Il secondo elemento che ha influenzato la mia scelta è che la mia chiamata è arrivata nel momento giusto: ero giovane, alla ricerca di ideali grandi e mi è capitata questa proposta intelligente, importante, spirituale. In questa ricerca di qualcosa di più grande avevo anche frequentato una scuola militare per tre anni (l’Indian Navy voluntary reserve), ma alla fine, la missione ha vinto.

Ho studiato nelle Filippine e dopo l’ordinazione ho lavorato nel seminario minore del Pime a Hyderabad. Poi, dopo gli studi di psicologia a Roma, sono stato inviato nel seminario maggiore del Pime a Pune. E finalmente è arrivato il momento di andare a vivere la missione in un altro Paese: il 17 agosto partirò per la Costa d’Avorio.

Il lavoro che mi attende è diverso da quello fatto finora: dal mondo dei seminari alla missione diretta. Ma ho atteso per lungo tempo questa possibilità. Da subito avevo sognato di poter andare in Africa, di fare lavoro pastorale. Durante la mia formazione, ho passato anche due anni in Papua Nuova Guinea. Già allora sognavo di poter vivere la missione diretta. Questo andare significa Dio stesso che cammina e che va oltre i confini che noi uomini poniamo al mondo. Perché poi l’Africa? Dell’Africa mi interessa la semplicità della vita, le bellezze naturali, la ricchezza umana e delle risorse, anche se il continente è segnato da calamità naturali e umane. Ma mi fa impressione la resilienza delle persone africane, la loro capacità di superare e resistere a tutto, costruendo ancora qualcosa di nuovo.

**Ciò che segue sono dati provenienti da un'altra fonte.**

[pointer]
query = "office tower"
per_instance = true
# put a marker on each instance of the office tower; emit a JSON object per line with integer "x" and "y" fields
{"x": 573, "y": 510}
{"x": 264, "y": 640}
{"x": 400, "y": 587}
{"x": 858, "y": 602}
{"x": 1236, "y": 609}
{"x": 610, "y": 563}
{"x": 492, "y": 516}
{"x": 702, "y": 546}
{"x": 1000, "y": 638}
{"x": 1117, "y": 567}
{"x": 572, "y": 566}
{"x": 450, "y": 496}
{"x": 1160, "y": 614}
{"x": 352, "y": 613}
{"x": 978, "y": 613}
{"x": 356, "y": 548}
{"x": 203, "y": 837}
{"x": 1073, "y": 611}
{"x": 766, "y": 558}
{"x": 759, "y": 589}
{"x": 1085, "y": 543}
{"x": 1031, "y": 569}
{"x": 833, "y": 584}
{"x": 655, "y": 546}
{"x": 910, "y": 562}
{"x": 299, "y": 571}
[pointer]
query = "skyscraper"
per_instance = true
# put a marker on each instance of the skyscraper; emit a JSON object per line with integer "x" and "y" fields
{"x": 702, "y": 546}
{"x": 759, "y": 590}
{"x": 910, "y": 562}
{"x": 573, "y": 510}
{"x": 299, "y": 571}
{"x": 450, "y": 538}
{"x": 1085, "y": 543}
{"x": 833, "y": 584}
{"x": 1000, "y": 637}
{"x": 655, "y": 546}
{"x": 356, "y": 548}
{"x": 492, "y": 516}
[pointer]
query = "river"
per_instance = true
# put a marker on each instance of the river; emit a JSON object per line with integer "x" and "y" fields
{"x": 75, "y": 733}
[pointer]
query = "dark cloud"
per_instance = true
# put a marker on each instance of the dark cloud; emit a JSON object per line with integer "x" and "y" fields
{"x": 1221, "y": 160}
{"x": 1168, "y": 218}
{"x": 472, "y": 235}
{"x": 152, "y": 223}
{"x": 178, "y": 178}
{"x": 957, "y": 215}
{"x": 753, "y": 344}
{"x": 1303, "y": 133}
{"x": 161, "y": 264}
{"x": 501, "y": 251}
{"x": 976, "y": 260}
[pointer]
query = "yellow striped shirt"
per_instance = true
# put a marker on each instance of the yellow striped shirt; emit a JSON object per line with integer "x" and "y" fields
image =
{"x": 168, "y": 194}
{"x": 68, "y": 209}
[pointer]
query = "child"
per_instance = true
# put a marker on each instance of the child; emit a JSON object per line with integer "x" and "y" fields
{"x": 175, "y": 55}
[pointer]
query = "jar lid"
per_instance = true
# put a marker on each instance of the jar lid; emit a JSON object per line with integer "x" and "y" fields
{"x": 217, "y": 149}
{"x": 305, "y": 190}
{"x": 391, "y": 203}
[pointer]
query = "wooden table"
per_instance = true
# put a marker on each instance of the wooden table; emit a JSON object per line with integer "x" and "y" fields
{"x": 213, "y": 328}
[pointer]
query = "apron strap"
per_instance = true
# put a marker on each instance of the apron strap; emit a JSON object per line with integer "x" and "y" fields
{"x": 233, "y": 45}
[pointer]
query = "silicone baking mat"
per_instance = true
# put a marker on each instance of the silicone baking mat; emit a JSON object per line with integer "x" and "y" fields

L’Africa è un continente multiculturale, con una popolazione che vive dell’essenziale, che si basa soprattutto sulla vita rurale. Desidero essere un prete vicino a questo mondo, ai villaggi, ai giovani, ai vecchi… Ho incontrato alcuni sacerdoti ivoriani e da loro ho percepito che quella Chiesa è attiva, vibrante. Mentre aspetto la partenza, sto leggendo libri sull’Africa e cerco video su Youtube. Quando ero in seminario, il mio rettore era p. Agostino Mundupalakal. Lui era stato missionario in Camerun e ci parlava sempre della bellezza dell’Africa, dei suoi paesaggi, della sua gente.

In Costa d’Avorio il Pime ha soprattutto lavoro pastorale e soprattutto nel mondo rurale, ma vi è qualcuno che lavora con gli studenti nelle università.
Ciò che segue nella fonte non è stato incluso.